Journal of Daesoon Thought and the Religions of East Asia
The Daesoon Academy of Sciences
EDITOR’S PREFACE

EDITOR’S PREFACE

Carole M. CUSACK1
1The University of Sydney, Australia

© Copyright 2023 The Daesoon Academy of Sciences. This is an Open-Access article distributed under the terms of the Creative Commons Attribution Non-Commercial License (http://creativecommons.org/licenses/by-nc/4.0/) which permits unrestricted non-commercial use, distribution, and reproduction in any medium, provided the original work is properly cited.

Published Online: Mar 30, 2023


This new issue of the Journal of Daesoon Thought and the Religions of East Asia is the fourth to date, and it has been a privilege to be associated with this ground-breaking Korean journal and to participate in its growth and academic development. That the focus is equally on the Korean new religion of Daesoon Jinrihoe and the contemporary religious climate of East Asia is a particular strength: the richness and diversity of new religions in Asia is often ignored by Western scholars, and JDTREA, as an English-language journal, offers a corrective to that.

The first contribution is by Brian Fehler (Texas Women’s University, Denton, USA) and is titled “Rhetorical Relationality and The Four Tenets of Daesoon Jinrihoe.” This article chronicles developments in the academic field of rhetoric and applies contemporary rhetorical models to texts about the Four Tenets of Daesoon Jinrihoe, in order to open up previously unexamined aspects of these principles.

The second article is by Zhang Rongkun (University of Shanghai for Science and Technology, China) and Jason Greenberger (Daijin University, Korea), and is called “Fasting of the Mind and Quieting of the Mind: A Comparative Analysis of Apophatic Tendencies in Zhuangzi and Cataphatic Tendencies in Daesoon Thought.” This study brings the thought of renowned Daoist thinker Zhuangzi into relationship with the doctrines of Daesoon Jinrihoe, investigating what ideas of self-transformation mean in relation to the categories of apophatic and cataphatic.

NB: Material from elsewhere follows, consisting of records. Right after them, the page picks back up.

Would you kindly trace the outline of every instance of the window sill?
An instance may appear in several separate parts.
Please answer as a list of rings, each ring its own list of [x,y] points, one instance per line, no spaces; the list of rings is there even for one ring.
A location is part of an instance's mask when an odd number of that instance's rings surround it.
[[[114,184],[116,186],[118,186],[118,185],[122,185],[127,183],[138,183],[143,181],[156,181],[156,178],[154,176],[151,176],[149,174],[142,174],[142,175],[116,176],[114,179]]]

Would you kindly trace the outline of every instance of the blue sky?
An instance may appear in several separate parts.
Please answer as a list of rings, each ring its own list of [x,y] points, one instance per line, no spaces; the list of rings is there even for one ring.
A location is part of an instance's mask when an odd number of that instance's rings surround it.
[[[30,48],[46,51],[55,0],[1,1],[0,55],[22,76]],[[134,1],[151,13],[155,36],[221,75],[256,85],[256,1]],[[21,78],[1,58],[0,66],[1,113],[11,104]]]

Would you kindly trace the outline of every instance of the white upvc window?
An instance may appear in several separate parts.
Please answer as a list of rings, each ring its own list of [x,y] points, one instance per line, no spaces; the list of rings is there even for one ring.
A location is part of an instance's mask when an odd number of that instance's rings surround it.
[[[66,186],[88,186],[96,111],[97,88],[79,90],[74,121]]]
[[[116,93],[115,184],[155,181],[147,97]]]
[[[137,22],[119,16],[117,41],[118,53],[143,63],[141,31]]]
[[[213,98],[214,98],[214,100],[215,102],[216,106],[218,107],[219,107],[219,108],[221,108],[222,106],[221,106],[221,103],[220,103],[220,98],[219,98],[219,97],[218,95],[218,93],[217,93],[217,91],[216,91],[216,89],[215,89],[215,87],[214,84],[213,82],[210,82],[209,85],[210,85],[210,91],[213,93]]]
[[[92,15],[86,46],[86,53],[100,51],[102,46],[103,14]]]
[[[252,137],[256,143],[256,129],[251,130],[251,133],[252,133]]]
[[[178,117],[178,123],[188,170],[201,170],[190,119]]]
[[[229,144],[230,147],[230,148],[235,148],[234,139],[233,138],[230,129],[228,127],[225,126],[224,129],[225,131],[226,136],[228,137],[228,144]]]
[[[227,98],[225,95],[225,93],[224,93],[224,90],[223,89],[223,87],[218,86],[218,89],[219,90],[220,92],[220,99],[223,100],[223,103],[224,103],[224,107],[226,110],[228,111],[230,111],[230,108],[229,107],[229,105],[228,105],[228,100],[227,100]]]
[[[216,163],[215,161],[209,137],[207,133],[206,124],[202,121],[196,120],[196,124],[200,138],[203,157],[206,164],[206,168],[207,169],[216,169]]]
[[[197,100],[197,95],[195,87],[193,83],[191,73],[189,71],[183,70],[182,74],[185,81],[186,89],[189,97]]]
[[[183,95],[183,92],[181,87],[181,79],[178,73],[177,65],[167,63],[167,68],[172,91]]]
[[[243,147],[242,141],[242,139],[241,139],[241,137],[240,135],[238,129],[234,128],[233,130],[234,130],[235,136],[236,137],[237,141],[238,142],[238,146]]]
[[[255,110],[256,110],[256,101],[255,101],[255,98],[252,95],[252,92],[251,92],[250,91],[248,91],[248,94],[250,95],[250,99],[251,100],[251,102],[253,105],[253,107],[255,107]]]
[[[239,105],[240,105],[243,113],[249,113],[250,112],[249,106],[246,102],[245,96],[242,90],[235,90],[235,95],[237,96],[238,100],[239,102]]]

Next is Donald A. Westbrook (San Jose State University, San Jose, USA) with “Freedom of Religion, Sangsaeng, and Symbiosis in the Post-COVID Study of (New) Religions,” which brings Daesoon Jinrihoe into conversation with the typology of the late Roy Wallis (1945–1990) which identifies world-rejecting, world-affirming, and world-accommodating new religious movements. Daesoon Jinrihoe is compared with the Church of Scientology in productive ways.

Next is Nguyen Ngoc Tho (Vietnam National University, Ho Chi Minh, Vietnam) and Phan Thi Thu Hien (Vietnam National University, Ho Chi Minh, Vietnam) with “Molding the East Asian Dragons: The Creation and Transformation of Various Ecological and Political Discourses.” This is a fascinating study of a cultural aspect of East Asian religion, the dragon, which has symbolic value for various social groups, and the argument encompasses issues of aggressive dragons versus friendly dragons, and the extent to which Chinese imperialistic narratives still dominate twenty-first interpretations.

The fifth article is Nguyen Trung Hieu (Vietnam National University, Ho Chi Minh, Vietnam) and Nguyen Phuoc Tai (FTP University, Vietnam), “Daoist Thought through Symbols Observed in the Architecture of Tu An Hieu Nghia Pagodas and Temples from the Tri Ton District, An Giang Province.” This discusses the Four Debts of Gratitude, a new religion in Vietnam that was originally a branch of Buu Son Ky Huong movement. The article addresses the question of how architectural structures and built complexes express theological ideas associated with these movements.

The final article is by Dinh Hong Hai (Vietnam National University, Hanoi, Vietnam) and is titled “Otherness and Diversity in Vietnamese Confucianism: The Formation of the Symbol of the Ancestral King Lạc Long Quân Based on the Nguyễn Huy Thiệp Complex.” This is an innovative study that applies psychological models to mythological texts concerning the origin of the Vietnamese people.

The journal issue is completed by three reviews supplied by the Review Editor, Professor Holly Folk (Western Washington University, USA). As ever, gratitude is due to Bae Kyuhan, Lee Gyungwon, Jason Greenberger, and Choi Wonhyuk, from Daejin University, and to the authors and referees who made this issue happen. Three years on from the start of the Covid-19 pandemic the world is beginning to awaken again, and we are happy to be at the forefront of global research in religious studies. I hope that many readers will be attracted to and inspired by the excellent research curated in this issue.